PRPG:

4 Bands Who Said No to Lucrative Reunion Offers

November 10, 2014

What’s a more powerful force than money? Not wanting to be anywhere near your old bandmates who drove you crazy.

Led Zeppelin ReunionLed Zeppelin

The news of a Led Zeppelin reunion tour is just now breaking…because it isn’t going to happen. Richard Brandon of Virgin offered the three surviving members of the classic rock supergroup $800 million to reunite for 35 concerts. (It was really a series of three residencies, with multiple shows in London, Berlin, and New Jersey.) Robert Planet, Jimmy Page, and John Paul Jones each would have each been paid $200 million for performance, and split $100 million in merchandising profits. But at a final meeting with concert promoters, Plant literally tore up the contract, deciding that he didn’t want to do the reunion after all.

ABBA

In 2000, ABBA was hip again thanks to Mamma Mia!, a hit musical in London and New York built around the band’s 1970s disco-pop. One of the bestselling bands worldwide of all time (reportedly second only to the Beatles) a concert promoter offered the four members of the Swedish group $1 billion to reunite for 100 shows in 2000. At the one time ABBA’s two male members were married to the two female members…not not anymore, and the band had permanently split in 1982. “We have never made a comeback,” said member Bjorn Ulvaeus. “Almost everyone else has.
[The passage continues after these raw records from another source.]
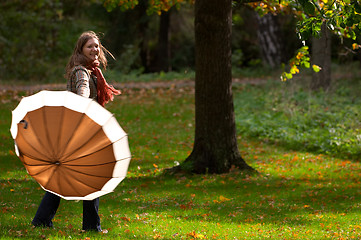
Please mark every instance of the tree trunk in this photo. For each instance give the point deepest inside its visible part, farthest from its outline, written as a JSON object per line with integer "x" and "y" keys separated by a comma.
{"x": 321, "y": 56}
{"x": 269, "y": 39}
{"x": 215, "y": 145}
{"x": 163, "y": 50}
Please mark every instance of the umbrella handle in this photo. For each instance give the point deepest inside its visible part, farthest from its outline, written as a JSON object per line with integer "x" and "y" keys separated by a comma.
{"x": 25, "y": 122}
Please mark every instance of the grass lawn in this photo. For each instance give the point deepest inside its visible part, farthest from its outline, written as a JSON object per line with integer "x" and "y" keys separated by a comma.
{"x": 297, "y": 195}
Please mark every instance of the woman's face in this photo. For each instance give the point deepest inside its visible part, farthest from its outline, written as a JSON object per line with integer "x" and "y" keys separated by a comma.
{"x": 91, "y": 49}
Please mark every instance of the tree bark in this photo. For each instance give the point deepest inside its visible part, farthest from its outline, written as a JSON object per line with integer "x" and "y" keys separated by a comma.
{"x": 321, "y": 56}
{"x": 215, "y": 145}
{"x": 162, "y": 58}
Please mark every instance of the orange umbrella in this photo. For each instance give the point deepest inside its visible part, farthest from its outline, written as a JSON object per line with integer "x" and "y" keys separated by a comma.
{"x": 70, "y": 145}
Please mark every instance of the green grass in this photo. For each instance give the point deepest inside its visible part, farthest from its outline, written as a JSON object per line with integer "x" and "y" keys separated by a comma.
{"x": 297, "y": 195}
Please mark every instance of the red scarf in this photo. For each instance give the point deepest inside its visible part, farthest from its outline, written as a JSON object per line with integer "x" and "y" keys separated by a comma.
{"x": 105, "y": 91}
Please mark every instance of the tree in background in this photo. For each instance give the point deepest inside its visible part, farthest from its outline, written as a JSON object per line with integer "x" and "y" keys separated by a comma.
{"x": 215, "y": 145}
{"x": 317, "y": 19}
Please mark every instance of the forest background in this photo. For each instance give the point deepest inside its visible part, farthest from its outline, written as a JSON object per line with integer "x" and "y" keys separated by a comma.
{"x": 305, "y": 144}
{"x": 37, "y": 37}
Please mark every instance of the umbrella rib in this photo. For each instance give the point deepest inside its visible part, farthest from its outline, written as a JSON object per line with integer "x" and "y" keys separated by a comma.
{"x": 70, "y": 160}
{"x": 87, "y": 174}
{"x": 34, "y": 158}
{"x": 25, "y": 139}
{"x": 78, "y": 124}
{"x": 47, "y": 133}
I think there’s a message in that.”

The Smiths

The annual Coachella Valley Music and Arts Festival, held annually in California, has frequently featured a reunited classic band, such as Jane’s Addiction, the Stooges, Pixies, and Bauhaus. In 2005, organizers offered the Smiths $5 million to play a single set at that year’s concert. The Smiths were one of the most influential bands of the 1980s, at the forefront of alternative rock and “Britpop,” but broke up in 1987 (followed by the band members suing each other). Frontman Morrissey nixed the reunion, telling a reporter, “I’d rather eat my own testicles than reform the Smiths, and that’s saying something for a vegetarian.”

The Beatles

The Fab Four never reunited after their acrimonious split in 1970, and John Lennon and George Harrison have since passed away. In the mid-1970s, concert promoter Bill Sargent offered the Beatles $10 million to play a single concert, likely at Shea Stadium, that was also going to feature the Rolling Stones and Bob Dylan. It didn’t happen, even when he offered $50 million, and even when he offered $100 million.